Data are flooding in at rates never seen before—doubling every 18 months—as a result of greater access to customer data from public, proprietary, and purchased sources, as well as new information gathered from Web communities and newly deployed smart assets. These trends are broadly known as “big data.” Technology for capturing and analyzing information is widely available at ever-lower price points. But many companies are taking data use to new levels, using IT to support rigorous, constant business experimentation that guides decisions and to test new products, business models, and innovations in customer experience. In some cases, the new approaches help companies make decisions in real time. Big data is generating an intense amount of attention among businesses, media and even consumers, along with analytics, cloud-based technologies, digital channels and data visualization.
What is big data?
Big data involves the data produced by different devices and applications, like data from Black Box, Social Media, Stock Exchange, Power Grid, Transport, Search Engine etc. Thus Big Data includes huge volume, high velocity, and extensible variety of data and thus could be of three broad types –
• Structured data – Relational Data
• Semi Structured Data – XML Data
• Unstructured Data – Word, PDF, Text, Media Logs. It also could be typically characterized by the four “V’s”:
• Volume: the amount of data being created is vast compared to traditional data sources
• Variety: data comes from different sources and is being created by machines as well as people
• Velocity: data is being generated extremely fast — a process that never stops, even while we sleep
• Veracity: big data is sourced from many different places, as a result you need to test the veracity/quality of the data
The impact of big data
To understand how data has transformed our daily lives, look at how the movie rental process has been changed. When movies were rented from nearby stores, the store would recommend on which movies the customer said they liked and also by sharing their own opinions.
Today, movie rental companies and content delivery services can utilize an array of data points to generate recommendations. By analyzing what was viewed, when, on what device, as well as user activities such as internet searches, and browsing and scrolling within a webpage, recommendations can be tailored for customers in real time and approximately 75 percent of views at a leading provider are now driven by these recommendations.
Big data life cycle
There are various types of data that we were generating for long but rarely been using in a meaningful manner:
1. Location of a Person
2. Restaurant they visit, food they consume
3. Credit Card expense pattern etc.
New technology such as advanced sensors and customized software can now record this information for analysis.

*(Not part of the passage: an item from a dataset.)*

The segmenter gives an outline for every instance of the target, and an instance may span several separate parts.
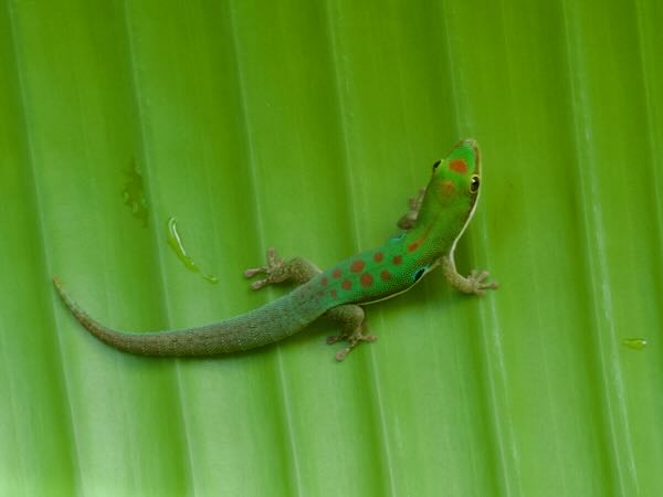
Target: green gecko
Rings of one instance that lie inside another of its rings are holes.
[[[263,307],[220,322],[171,331],[116,331],[78,307],[56,277],[53,283],[92,335],[125,352],[170,357],[236,352],[283,340],[325,316],[340,322],[340,334],[329,337],[327,343],[347,341],[336,353],[341,361],[358,343],[376,339],[367,332],[362,306],[409,290],[438,266],[463,293],[482,295],[487,288],[497,288],[496,283],[486,282],[485,271],[460,275],[453,257],[476,209],[480,173],[476,141],[460,141],[433,165],[425,190],[410,200],[410,211],[399,220],[401,231],[396,236],[326,271],[302,257],[284,262],[270,248],[266,265],[244,272],[248,278],[264,275],[253,282],[253,289],[286,281],[298,286]]]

Too much large volumes of data were not traditionally captured and processed for many reasons, mostly because the cost was far larger than the value - companies could derive from its analysis. But due to many of the factors and new technologies the lowered cost is now leveraging the technology barrier for effective data processing, allowing mid size companies also, to be able to unlock the value contained in different
For instance, it is difficult for conventional relational databases to handle unstructured data, so software frameworks like Hadoop, for distributed storage and parallel processing of large datasets have been introduced to process non-structured data at high speed; to perform a more detailed analysis of big data.

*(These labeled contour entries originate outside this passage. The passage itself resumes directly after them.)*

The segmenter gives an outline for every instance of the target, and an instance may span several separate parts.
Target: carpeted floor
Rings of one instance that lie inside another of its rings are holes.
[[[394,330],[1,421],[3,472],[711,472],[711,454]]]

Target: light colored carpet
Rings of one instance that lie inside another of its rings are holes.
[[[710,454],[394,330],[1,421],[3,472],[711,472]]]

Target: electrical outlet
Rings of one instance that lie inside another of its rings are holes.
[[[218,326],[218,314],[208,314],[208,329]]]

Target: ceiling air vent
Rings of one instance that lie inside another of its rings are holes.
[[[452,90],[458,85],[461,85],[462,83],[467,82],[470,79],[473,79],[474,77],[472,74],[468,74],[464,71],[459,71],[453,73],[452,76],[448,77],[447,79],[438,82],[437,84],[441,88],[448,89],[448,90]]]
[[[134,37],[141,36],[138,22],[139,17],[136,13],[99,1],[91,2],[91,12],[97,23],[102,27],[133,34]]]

Though these days it is easier and cheaper to capture, store and process data, still it will not be useful unless the information is relevant; it should also be available to
the right people who require the proper and accurate input in order to make logical decisions leading to successful results.
There are three key enablers:
Mobile — mobile networks have allowed easier distribution of information in real-time
Visual/interactive — technologies have brought the ability to review large and complex data sets into the average business users’ reality
Human resource — there is a new breed of employees with the knowledge to handle the complexities of big data and with the ability to simplify the output for daily use
Resources and processes
An important factor to achieve big data success is to have resources that have relevant knowledge and competency. This extends beyond the so-called data scientists who have deep knowledge and experience in handling, analyzing and reporting on big data sets. While these skill-sets are high in demand, success requires more than having a handful of specialists on the workforce.
Big data has big potential
A key success factor for companies is the availability of right information at the right time. Businesses need to know what decisions should be made, when to take action and how these decisions will impact on financial results and achieve operational goals. Demand for this type of insight, ignites the growth of big data to enable them to make better, smarter, real-time, data-driven decisions that will change the way they handle their operations and compete in the marketplace.